Backup and Restore Script with Rotation and Verification Prompt
Build a self-contained backup script that produces consistent, verified, rotated backups and a tested restore path — checksums, retention (GFS), encryption, and a restore drill so backups are provably recoverable.
- Target user
- SysAdmins and SREs who need backups they can actually restore from
- Difficulty
- Advanced
- Tools
- Claude, ChatGPT
The prompt
You are a senior backup engineer whose rule is: an untested backup is not a backup, it's a hope. I will provide: - What to back up (files, database, volume) and where it lives - The destination (local disk, NFS, S3-compatible object store) - RPO/RTO targets and retention requirements Your job: 1. **Consistency first** — capture a consistent snapshot, not a live-moving target. For databases use the native dump tool (`pg_dump`/`mysqldump --single-transaction`) or a filesystem snapshot + quiesce; for files use `rsync --link-dest` or `tar` with a snapshot. Explain the consistency mechanism chosen. 2. **Backup creation** — write to a temp name, then atomically rename on success so a partial backup is never mistaken for complete. Compress (`zstd`/`gzip`) and stream where possible to avoid 2x disk. 3. **Integrity verification** — generate a checksum (`sha256sum`) of every artifact and store it alongside. Immediately verify by reading the file back and recomputing. For archives, run `tar -tzf` / `zstd -t` to confirm the archive is structurally valid before declaring success. 4. **Encryption** — encrypt at rest (`gpg` or `age`) when leaving the host; keep the key OUT of the script (env/secret store). Note that the restore must have the key. 5. **Rotation / retention** — implement Grandfather-Father-Son (keep N daily, M weekly, K monthly) rather than naive "delete older than X". Prune only AFTER a new backup verifies successfully, never before. Use a manifest, not just glob-by-mtime. 6. **Restore path** — provide a matching `restore` subcommand that: lists available backups, verifies checksum before restoring, restores to a STAGING location by default (never clobber prod), and prints the promote step.
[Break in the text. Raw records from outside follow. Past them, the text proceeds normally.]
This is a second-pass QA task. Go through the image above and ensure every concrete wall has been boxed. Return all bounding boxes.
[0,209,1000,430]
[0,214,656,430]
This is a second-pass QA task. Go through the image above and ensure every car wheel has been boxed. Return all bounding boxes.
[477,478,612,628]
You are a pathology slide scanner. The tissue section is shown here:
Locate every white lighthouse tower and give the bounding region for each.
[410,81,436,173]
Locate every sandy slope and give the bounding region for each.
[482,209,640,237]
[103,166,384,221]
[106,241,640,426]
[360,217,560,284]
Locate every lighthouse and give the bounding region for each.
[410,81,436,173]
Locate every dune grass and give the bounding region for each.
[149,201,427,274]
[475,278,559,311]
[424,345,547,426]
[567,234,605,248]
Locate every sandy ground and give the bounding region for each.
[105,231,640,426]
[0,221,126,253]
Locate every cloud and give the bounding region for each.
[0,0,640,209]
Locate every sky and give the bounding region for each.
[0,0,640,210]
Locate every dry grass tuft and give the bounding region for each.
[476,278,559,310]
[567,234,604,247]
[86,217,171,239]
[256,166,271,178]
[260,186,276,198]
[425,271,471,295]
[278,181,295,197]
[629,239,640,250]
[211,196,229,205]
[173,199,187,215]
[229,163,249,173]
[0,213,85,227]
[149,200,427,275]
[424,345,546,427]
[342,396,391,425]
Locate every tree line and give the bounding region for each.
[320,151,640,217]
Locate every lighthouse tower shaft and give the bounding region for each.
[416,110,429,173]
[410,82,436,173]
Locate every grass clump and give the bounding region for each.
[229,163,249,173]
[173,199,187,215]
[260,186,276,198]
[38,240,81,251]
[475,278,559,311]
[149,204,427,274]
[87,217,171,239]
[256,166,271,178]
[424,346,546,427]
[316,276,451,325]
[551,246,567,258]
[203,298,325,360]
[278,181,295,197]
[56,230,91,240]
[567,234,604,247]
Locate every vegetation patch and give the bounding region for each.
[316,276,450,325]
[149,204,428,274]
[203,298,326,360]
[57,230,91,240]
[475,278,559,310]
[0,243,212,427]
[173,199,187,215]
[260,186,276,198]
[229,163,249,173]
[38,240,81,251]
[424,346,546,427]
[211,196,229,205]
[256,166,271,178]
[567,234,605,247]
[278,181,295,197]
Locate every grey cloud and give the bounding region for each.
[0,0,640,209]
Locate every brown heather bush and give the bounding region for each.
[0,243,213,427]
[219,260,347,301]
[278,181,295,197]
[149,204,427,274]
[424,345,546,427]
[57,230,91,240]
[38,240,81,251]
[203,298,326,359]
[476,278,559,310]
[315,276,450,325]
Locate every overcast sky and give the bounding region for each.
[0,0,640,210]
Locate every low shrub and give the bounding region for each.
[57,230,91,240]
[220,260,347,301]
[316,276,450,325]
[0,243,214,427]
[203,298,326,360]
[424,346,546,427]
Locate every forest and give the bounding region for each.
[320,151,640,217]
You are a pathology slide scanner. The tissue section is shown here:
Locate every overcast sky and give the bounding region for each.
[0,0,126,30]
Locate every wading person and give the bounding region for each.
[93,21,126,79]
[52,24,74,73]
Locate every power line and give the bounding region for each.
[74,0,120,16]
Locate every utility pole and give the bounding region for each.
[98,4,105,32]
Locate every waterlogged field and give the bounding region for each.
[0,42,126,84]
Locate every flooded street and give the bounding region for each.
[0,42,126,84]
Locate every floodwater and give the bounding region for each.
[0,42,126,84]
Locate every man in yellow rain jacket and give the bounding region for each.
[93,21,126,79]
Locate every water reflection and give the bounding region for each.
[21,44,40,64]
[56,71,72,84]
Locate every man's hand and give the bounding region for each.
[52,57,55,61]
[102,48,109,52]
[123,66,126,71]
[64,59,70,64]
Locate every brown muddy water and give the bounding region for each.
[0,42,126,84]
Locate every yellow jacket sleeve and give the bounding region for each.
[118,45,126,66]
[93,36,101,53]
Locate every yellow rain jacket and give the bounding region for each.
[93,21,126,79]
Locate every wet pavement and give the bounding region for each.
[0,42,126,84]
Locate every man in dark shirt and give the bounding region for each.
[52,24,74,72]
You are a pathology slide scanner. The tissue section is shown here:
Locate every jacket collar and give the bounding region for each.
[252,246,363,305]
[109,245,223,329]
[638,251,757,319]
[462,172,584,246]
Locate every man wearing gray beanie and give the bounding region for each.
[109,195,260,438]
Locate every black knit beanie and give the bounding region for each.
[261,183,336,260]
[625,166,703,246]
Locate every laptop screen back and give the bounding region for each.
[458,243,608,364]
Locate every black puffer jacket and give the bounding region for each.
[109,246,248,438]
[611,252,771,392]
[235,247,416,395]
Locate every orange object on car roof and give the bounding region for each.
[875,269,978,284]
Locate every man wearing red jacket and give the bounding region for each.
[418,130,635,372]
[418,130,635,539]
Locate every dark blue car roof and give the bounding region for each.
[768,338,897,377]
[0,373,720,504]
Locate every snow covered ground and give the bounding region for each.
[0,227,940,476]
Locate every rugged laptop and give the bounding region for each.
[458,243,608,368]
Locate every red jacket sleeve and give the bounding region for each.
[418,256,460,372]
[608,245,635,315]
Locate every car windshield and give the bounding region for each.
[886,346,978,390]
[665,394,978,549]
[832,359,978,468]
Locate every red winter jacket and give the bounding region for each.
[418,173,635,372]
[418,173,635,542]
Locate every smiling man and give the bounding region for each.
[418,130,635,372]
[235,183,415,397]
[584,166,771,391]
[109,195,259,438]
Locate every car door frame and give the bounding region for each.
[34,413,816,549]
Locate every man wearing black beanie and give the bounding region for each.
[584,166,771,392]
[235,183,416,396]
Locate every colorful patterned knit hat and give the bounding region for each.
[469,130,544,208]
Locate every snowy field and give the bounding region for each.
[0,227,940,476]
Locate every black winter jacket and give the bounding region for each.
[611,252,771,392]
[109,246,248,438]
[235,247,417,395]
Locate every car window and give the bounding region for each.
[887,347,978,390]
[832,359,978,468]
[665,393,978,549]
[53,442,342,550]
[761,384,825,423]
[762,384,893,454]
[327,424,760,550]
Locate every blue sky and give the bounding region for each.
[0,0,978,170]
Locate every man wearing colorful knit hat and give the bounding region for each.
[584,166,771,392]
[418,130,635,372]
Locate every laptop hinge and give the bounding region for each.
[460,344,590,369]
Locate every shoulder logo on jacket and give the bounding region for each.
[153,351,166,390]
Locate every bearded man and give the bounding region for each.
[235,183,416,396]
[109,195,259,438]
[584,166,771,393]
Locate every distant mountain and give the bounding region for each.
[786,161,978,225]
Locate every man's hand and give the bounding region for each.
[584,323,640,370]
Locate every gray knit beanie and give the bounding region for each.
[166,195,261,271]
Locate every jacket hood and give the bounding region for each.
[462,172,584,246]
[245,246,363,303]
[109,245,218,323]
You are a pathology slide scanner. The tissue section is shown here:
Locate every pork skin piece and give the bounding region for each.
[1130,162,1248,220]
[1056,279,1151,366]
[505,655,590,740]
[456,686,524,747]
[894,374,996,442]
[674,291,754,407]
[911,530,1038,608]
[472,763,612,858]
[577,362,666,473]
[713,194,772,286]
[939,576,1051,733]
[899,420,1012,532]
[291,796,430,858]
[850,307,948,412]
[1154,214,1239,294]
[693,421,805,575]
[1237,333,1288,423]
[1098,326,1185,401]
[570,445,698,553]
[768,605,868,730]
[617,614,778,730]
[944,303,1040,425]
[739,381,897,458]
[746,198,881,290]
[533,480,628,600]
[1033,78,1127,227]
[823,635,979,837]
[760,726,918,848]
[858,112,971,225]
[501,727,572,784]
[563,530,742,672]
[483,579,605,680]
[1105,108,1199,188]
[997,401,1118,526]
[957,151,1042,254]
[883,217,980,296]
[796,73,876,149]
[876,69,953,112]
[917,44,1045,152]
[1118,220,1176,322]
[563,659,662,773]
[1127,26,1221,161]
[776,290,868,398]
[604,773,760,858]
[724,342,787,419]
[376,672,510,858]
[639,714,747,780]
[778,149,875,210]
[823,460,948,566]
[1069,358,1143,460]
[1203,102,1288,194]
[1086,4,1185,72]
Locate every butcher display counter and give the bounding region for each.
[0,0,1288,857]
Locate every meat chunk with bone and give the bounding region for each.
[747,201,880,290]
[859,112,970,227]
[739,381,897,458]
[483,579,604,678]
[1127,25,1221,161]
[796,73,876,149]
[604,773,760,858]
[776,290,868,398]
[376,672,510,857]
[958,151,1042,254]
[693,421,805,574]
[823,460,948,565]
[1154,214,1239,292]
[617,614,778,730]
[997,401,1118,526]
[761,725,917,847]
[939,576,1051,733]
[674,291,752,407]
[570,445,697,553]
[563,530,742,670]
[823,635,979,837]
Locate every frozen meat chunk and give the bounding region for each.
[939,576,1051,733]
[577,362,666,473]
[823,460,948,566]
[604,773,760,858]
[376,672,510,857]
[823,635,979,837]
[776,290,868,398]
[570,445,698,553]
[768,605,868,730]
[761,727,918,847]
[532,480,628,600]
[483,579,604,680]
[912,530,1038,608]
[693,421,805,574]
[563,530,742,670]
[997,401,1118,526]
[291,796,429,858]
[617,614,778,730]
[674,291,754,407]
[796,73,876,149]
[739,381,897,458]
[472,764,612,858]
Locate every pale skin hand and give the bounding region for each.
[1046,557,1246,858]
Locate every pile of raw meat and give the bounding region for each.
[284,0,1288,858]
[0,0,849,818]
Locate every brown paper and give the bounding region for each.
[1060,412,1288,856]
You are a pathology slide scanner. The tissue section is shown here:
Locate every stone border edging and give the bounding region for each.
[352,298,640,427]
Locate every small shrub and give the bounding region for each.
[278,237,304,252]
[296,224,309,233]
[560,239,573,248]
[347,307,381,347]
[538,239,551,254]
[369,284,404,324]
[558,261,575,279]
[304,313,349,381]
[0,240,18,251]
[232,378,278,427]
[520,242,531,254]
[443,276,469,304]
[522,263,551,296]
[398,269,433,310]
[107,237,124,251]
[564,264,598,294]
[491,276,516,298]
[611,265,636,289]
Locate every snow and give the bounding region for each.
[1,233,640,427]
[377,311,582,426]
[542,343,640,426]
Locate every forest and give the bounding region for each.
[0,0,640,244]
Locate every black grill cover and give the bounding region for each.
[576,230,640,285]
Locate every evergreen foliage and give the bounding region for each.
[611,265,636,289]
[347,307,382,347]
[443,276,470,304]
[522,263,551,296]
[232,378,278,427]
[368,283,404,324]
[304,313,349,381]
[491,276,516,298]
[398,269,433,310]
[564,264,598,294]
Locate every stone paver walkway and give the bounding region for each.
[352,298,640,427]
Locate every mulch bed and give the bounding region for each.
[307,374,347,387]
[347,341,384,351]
Restore must be idempotent. 7. **Restore drill** — include a `--verify-restore` mode that restores the latest backup to a throwaway location and runs a smoke check (row count, file count, app health) to prove recoverability. Recommend running it on a schedule. 8. **Observability** — exit codes per failure class, a one-line summary (size, duration, items, checksum), and a hook to emit metrics/alert on failure or on "no successful backup in N hours". Output: (a) the full backup+restore script with subcommands, (b) the retention policy in plain English, (c) the restore-drill snippet, (d) a runbook: how to do a real restore under pressure. Bias toward: verified-before-prune, restore-to-staging by default, and proving recoverability rather than assuming it.